If you’re serious about implementing agentic AI, you need to build modular, upgradable systems. And if you lack internal skills for that, we recommend partnering with experienced developers.
Conclusion
Companies that understand how to use agentic AI can unlock new levels of productivity, control, and customer service. But understanding the use cases doesn’t mean you can build an accurate model on your own that aligns with your business.
You’ll need AI models tuned to avoid bias, trained on your operational data, and maintained for accuracy, among other things. This requires expertise that many teams lack.
DevCom can build purpose-driven, explainable agent-based AI systems that integrate into your stack and fit with your workflows.
FAQ on Agentic AI
Agentic AI connects tools and data sources to perform diverse tasks, such as transaction management, logistics, inventory management, scheduling, analytics, IT operations, and, of course, customer support.
Companies across industries use agentic AI for operational tasks and customer support. Example uses include financial transaction processing and fraud prevention at PayPal, inventory management and personalization at Walmart, and IoT monitoring and preemptive maintenance at Siemens.
Agentic AI executes goal-based workflows, breaks objectives into subtasks, adapts to changes, and coordinates other tools.

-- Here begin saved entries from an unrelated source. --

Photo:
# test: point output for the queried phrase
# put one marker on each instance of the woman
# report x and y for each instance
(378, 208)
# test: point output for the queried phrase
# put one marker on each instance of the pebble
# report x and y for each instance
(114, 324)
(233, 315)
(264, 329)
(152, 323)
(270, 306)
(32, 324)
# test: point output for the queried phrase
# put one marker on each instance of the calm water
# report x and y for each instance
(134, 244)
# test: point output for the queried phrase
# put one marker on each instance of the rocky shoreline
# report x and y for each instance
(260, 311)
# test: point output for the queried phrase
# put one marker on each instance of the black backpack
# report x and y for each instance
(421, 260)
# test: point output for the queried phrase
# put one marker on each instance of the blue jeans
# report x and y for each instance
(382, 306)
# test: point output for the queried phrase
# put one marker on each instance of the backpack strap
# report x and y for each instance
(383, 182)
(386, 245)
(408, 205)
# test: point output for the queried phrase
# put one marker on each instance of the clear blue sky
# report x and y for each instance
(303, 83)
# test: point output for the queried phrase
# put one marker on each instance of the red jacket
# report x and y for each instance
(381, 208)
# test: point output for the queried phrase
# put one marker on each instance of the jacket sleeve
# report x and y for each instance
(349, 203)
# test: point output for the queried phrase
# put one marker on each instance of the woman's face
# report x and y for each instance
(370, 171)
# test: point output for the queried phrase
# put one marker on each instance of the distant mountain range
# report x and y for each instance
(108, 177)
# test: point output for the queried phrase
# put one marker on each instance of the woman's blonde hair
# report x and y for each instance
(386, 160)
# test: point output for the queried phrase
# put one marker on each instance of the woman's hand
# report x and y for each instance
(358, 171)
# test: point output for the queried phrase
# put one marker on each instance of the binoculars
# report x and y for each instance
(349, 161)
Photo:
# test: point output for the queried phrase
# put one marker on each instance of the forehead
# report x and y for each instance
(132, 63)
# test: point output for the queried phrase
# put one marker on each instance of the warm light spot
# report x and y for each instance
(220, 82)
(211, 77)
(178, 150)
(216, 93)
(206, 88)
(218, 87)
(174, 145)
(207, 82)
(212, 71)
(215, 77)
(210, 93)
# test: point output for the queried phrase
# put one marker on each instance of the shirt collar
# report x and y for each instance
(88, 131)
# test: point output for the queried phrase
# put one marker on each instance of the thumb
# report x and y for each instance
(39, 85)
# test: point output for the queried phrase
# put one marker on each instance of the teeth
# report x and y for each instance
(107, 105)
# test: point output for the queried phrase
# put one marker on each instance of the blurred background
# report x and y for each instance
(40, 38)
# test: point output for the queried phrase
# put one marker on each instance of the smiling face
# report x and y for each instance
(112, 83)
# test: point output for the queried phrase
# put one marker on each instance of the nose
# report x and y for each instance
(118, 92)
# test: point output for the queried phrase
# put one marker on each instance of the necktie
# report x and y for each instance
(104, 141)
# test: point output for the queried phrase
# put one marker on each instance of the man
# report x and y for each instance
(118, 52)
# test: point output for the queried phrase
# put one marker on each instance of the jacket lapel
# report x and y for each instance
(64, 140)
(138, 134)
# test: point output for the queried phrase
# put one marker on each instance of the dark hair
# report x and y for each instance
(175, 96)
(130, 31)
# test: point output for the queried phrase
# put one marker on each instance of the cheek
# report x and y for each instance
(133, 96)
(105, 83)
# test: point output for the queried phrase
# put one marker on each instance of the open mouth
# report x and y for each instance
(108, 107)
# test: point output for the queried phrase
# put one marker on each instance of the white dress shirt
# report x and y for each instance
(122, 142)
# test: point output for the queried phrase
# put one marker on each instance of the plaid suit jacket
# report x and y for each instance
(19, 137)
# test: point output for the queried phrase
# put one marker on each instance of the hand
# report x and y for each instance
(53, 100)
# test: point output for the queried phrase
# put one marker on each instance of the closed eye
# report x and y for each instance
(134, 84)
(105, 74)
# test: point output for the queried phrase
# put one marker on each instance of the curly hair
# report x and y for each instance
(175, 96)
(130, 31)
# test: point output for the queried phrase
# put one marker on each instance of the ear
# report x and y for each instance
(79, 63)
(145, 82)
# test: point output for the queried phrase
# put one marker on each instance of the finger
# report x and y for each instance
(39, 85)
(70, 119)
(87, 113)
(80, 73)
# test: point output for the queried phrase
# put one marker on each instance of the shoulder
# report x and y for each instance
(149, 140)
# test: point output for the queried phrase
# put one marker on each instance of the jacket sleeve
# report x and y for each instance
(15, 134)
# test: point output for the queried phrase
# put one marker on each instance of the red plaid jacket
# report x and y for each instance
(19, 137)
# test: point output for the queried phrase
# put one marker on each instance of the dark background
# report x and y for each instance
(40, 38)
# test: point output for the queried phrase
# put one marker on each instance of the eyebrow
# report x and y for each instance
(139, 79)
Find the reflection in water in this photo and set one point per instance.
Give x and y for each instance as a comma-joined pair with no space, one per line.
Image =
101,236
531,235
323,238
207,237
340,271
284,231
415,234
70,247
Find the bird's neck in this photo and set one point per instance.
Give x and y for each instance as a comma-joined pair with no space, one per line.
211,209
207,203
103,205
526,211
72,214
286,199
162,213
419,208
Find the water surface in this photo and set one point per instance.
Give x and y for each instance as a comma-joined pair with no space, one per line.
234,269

Generative AI is based on large language models (LLMs) and natural language processing (NLP) that use prompts for content creation. Agent-based systems can coordinate multiple generative AI tools to accomplish their tasks.
Over 90% of companies surveyed by Gravitee either use or plan to use agentic AI. It’s used alongside enterprise software applications across industries, such as finance, healthcare, manufacturing, logistics, retail, and agriculture.